In the second half of the film’s nearly two hours, the story changes gears and becomes a medical melodrama as Maggie’s illness deteriorates. At this point the film seems to be becoming more thoughtful and smarter than the typical Hollywood romantic comedy, but it’s undone by an extremely safe and predictable conclusion, complete with the kind of mawkish speech that only a romantic comedy could provide.   

 

Jake Gyllenhaal and Anne Hathaway reunite here, having worked previously together in Brokeback Mountain. Gyllenhaal is an unusual choice for Jamie and struggles to convey his character’s artificial smoothness and supposed suave, and he totally overplays the opening scene. His choice of stealing drugs from rival companies seems like an incredibly unlikely practice, and after he transforms into the typical nice guy in the latter portion of the film his character becomes bland, rather than sincere. This is less Gyllenhaal’s fault than the screenplay’s, which fails to give his character a meaningful backstory – the only particularly memorable aspect about his character is that he never managed to finish medical school. 

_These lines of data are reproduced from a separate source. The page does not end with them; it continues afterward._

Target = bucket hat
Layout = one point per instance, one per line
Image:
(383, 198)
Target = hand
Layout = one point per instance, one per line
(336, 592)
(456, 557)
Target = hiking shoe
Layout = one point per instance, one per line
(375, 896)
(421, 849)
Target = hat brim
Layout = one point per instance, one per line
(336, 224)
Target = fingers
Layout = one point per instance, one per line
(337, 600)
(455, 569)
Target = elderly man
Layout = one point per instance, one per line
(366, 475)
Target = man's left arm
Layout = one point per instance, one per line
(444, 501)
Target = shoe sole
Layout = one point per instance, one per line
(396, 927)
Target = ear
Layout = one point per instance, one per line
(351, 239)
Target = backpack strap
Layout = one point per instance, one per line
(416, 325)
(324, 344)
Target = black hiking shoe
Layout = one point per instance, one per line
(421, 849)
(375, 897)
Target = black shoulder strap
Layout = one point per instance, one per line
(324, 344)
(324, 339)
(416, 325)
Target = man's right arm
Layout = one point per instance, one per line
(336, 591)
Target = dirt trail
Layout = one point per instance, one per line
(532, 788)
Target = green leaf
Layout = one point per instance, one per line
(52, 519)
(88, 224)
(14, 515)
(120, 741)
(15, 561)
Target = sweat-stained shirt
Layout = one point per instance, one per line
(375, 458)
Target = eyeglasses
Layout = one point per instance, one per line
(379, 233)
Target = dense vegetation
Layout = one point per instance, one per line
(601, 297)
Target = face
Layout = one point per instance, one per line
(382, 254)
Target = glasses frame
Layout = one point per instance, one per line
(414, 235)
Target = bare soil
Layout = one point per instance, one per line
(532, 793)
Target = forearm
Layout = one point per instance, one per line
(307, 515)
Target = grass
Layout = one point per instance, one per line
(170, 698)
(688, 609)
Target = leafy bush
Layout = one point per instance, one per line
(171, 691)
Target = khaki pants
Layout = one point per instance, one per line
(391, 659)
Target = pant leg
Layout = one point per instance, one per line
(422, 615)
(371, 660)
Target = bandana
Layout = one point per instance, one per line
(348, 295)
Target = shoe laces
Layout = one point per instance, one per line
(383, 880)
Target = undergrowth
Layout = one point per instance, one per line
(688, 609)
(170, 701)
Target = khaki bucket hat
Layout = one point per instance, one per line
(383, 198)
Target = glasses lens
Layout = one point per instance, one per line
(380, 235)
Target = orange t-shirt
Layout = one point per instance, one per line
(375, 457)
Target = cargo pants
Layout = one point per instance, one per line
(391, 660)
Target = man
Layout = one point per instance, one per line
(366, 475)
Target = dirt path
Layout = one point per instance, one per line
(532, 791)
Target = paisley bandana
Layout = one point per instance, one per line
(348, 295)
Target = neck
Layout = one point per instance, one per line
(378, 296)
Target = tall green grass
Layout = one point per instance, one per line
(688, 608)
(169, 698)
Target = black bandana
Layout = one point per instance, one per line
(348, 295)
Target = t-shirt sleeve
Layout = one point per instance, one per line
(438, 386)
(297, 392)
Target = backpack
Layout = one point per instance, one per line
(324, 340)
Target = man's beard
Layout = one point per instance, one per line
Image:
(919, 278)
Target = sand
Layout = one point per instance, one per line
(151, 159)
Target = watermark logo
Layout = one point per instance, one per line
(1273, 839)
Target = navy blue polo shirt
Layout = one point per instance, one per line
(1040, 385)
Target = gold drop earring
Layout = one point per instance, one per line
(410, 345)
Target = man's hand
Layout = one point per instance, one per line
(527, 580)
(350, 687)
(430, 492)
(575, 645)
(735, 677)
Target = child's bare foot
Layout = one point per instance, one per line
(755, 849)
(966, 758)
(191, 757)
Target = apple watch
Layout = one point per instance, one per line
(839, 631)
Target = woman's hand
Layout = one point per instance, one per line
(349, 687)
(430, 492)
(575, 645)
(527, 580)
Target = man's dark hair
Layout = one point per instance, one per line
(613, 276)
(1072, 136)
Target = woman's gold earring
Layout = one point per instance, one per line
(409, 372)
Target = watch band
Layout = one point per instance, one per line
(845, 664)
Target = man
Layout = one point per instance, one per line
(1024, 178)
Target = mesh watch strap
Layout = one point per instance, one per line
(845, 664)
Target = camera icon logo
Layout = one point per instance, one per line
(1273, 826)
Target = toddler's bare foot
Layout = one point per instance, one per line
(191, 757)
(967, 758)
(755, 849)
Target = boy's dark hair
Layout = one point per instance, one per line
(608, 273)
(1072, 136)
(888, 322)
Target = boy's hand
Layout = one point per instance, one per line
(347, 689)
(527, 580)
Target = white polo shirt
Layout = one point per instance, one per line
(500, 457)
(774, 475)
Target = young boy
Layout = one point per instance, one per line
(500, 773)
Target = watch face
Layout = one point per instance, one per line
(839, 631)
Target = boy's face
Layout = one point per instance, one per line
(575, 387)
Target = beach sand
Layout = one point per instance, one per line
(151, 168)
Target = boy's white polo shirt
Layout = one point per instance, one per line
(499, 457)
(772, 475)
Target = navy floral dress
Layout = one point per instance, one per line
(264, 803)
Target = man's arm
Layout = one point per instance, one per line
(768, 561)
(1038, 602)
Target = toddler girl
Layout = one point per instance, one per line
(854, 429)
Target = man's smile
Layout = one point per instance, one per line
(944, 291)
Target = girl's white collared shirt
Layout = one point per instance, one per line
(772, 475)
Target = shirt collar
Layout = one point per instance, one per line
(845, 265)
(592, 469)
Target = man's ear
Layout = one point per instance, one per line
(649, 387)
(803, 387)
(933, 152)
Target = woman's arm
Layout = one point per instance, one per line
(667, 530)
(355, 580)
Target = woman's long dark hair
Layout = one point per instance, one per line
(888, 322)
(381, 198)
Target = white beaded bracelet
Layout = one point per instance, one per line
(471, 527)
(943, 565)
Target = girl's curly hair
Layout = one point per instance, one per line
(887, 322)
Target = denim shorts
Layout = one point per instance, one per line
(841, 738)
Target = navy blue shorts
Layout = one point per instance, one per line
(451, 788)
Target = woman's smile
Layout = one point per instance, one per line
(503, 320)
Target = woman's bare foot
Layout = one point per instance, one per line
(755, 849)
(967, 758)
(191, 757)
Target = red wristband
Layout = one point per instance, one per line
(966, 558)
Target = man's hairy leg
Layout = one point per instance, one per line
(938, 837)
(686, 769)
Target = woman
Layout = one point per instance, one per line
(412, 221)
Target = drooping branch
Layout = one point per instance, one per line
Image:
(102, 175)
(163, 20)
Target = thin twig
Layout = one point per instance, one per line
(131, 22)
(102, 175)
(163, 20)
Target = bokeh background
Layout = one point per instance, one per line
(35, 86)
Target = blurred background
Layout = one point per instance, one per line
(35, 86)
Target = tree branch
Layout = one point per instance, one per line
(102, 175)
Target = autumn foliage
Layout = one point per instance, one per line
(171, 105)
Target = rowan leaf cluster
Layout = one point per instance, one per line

 Hathaway is rather spiteful as Maggie, and not always likeable in the way that she treats Jamie, particular in the second act. The women in the film generally do not come off well here as they are either gullible, or in Maggie’s case, plain irrational. Notably, the love scenes shared between Jamie and Maggie are more frank than most mainstream comedies. It’s just unfortunate that the film is a lot less interesting when the characters have their clothes on. Ultimately, the cardinal rule of a romantic comedy is broken: you don’t care whether they end up together or not.